The Magic Link with Digital Identity
At a helicopter-level, DORA places obligations on providers to establish strong cybersecurity and business recovery strategies, build-up comprehensive detection/rapid response capabilities, develop the means to withstand disruptions caused by common cybersecurity
attacks, while securing their TPP/third-party ICT ecosystems.
Financial service leaders looking to accelerate their DORA readiness in the remaining 15 months of the implementation window should be looking to their IAM teams to do three things:
1. Leverage AI-driven IAM to build-up ICT risk management capabilities (ICT risk management pillar):
Anytime a consumer, worker, or a partner attempts to access an application, a system, or a data store they leave behind digital access breadcrumbs, also referred to as “identity access signals.” These can be simple things such as the IP address, device type,
and geographical location, or more complex points such as biometric data, behavioural signals, and third-party verification data.
These signals can flag-up risky access behaviours in real-time. Automating how these signals are collected, analysed, and used to form known patterns of engagement with the aid of AI and ML, helps financial service providers mitigate malicious access requests
while building-up a picture of the ICT risk across all access journeys.
2. Identify and rectify access blind spots across first- and third-party ecosystems (operational resilience testing pillar):
Being able to deliver sustained value to retail and corporate customers across the financial services landscape is predicated on providers’ ability to expand their third-party ecosystem at pace. It’s inevitable that as that happens, an increasing number
of workers, partners, and ICT suppliers will need to have access to those very applications, systems, and data to deliver a streamlined, secure, and scalable service.
Security leaders know all too well that this creates “entitlement creep” and overprovisioned access. These access “blind-spots” are exploited by malicious actors to gain unauthorised access to mission-critical systems, exfiltrate data, and change configurations
that ultimately undercut digital operational resilience and business continuity.
3. Define and execute plans for IAM platform convergence (all pillars):
Many leading financial service providers that compete with digitally-native fintechs are operating home-grown and legacy third-party IAM infrastructure. This not only presents malicious actors with an extensive attack plane and undercuts providers’ digital
operational resilience, but also inhibits agility, ecosystem expansion, and ultimately their ability to deliver value-added customer-facing services that drive revenue growth. Legacy IAM infrastructure is also invariably dependent on highly specialised IT
resources further driving up technical debt and TCO.

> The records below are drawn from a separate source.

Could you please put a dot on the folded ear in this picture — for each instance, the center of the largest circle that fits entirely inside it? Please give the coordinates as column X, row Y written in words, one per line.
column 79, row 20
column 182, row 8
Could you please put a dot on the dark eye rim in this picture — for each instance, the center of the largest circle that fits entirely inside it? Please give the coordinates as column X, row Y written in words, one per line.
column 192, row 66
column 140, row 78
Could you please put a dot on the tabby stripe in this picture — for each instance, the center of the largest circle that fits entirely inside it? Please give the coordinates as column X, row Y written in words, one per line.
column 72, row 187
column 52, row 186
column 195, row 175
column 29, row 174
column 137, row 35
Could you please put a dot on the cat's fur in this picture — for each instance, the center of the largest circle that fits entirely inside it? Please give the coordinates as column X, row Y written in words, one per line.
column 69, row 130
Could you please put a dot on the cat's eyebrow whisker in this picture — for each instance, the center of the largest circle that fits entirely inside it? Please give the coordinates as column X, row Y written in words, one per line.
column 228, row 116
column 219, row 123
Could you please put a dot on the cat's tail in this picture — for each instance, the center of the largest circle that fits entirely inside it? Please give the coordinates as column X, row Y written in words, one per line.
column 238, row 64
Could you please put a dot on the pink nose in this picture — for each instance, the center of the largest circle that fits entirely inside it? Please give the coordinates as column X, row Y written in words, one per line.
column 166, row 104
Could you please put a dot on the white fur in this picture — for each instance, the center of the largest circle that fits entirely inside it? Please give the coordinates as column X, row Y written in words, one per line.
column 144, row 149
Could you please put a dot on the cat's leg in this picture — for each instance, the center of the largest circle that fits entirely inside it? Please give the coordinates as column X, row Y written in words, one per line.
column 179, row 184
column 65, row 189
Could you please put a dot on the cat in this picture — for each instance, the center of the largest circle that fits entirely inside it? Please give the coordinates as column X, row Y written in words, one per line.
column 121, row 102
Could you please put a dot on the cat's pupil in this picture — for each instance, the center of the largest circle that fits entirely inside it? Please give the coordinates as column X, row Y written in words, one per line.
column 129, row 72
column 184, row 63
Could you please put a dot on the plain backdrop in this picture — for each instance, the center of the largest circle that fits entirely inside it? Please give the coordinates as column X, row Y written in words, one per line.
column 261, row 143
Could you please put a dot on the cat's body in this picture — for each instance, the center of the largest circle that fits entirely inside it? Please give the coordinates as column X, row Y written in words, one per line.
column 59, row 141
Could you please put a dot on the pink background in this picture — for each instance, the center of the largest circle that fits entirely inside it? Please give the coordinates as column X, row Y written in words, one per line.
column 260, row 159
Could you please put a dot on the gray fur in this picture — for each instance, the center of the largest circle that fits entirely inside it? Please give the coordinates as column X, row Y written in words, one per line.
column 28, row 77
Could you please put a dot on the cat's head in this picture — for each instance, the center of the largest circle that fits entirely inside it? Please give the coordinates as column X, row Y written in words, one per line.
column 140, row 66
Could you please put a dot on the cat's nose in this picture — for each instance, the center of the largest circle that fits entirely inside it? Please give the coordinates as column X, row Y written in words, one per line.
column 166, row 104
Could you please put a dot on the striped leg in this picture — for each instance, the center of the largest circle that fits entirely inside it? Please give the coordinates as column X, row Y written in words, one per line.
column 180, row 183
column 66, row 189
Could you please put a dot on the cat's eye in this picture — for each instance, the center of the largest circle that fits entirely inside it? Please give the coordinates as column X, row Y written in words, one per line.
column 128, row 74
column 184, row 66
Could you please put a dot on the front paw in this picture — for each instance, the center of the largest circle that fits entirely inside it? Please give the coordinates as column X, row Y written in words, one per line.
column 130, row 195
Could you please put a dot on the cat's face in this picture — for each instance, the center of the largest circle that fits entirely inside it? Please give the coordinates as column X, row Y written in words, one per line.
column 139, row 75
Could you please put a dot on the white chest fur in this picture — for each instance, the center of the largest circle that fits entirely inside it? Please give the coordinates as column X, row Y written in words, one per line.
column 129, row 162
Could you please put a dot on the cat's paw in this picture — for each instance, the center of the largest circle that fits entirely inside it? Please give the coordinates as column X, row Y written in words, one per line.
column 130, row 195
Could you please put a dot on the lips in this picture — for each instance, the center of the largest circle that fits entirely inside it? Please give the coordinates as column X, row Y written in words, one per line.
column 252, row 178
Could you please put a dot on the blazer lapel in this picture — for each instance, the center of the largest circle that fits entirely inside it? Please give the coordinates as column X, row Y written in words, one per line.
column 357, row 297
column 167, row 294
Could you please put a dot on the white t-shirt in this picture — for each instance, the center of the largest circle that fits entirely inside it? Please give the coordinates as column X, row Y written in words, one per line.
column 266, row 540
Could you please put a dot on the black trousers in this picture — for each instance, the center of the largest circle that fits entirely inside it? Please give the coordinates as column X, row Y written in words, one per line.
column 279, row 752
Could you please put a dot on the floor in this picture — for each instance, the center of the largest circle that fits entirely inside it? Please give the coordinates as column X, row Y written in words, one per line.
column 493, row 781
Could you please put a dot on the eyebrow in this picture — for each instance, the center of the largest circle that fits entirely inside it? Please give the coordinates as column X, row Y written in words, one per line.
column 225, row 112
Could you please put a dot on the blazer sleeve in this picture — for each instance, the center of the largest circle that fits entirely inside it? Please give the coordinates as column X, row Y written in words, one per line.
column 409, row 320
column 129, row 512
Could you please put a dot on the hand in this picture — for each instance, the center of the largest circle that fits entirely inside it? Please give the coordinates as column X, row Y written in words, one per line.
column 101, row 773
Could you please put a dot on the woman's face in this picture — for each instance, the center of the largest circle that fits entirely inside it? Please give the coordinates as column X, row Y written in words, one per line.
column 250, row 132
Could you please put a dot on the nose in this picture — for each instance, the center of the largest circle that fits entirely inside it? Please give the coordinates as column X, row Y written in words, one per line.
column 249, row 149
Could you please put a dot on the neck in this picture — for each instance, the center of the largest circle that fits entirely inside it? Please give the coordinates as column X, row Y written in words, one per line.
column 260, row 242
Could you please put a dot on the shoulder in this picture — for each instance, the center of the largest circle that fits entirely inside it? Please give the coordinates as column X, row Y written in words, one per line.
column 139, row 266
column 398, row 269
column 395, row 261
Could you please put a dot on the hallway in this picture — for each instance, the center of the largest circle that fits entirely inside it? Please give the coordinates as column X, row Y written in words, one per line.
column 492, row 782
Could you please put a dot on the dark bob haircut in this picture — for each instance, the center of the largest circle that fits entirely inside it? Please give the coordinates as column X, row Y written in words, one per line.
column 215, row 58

It’s no surprise that many financial service providers are increasing their IAM focus and investments to reduce TCO and drive digital operational resilience in the longer-term. But many of these organisations are presented with a difficult choice: rip-and-replace,
or sustain legacy. The good news is that leading IAM vendors now provide these very organisations with both the tools and flexibility to manage the transition to converged IAM platforms at their pace across all self-managed, hybrid, and SaaS environments,
and all complex use-cases.
Financial service providers should embrace DORA and refocus their compliance efforts on looking at the larger digital operational resilience picture across the first- and third-party ecosystem. Adopting a holistic perspective provides opportunities for leveraging
converged IAM capabilities to further accelerate customer-lifetime value, reduce TCO, and improve sustained profitability, beyond securing customer data and critical infrastructure, as important as those missions are in and of themselves.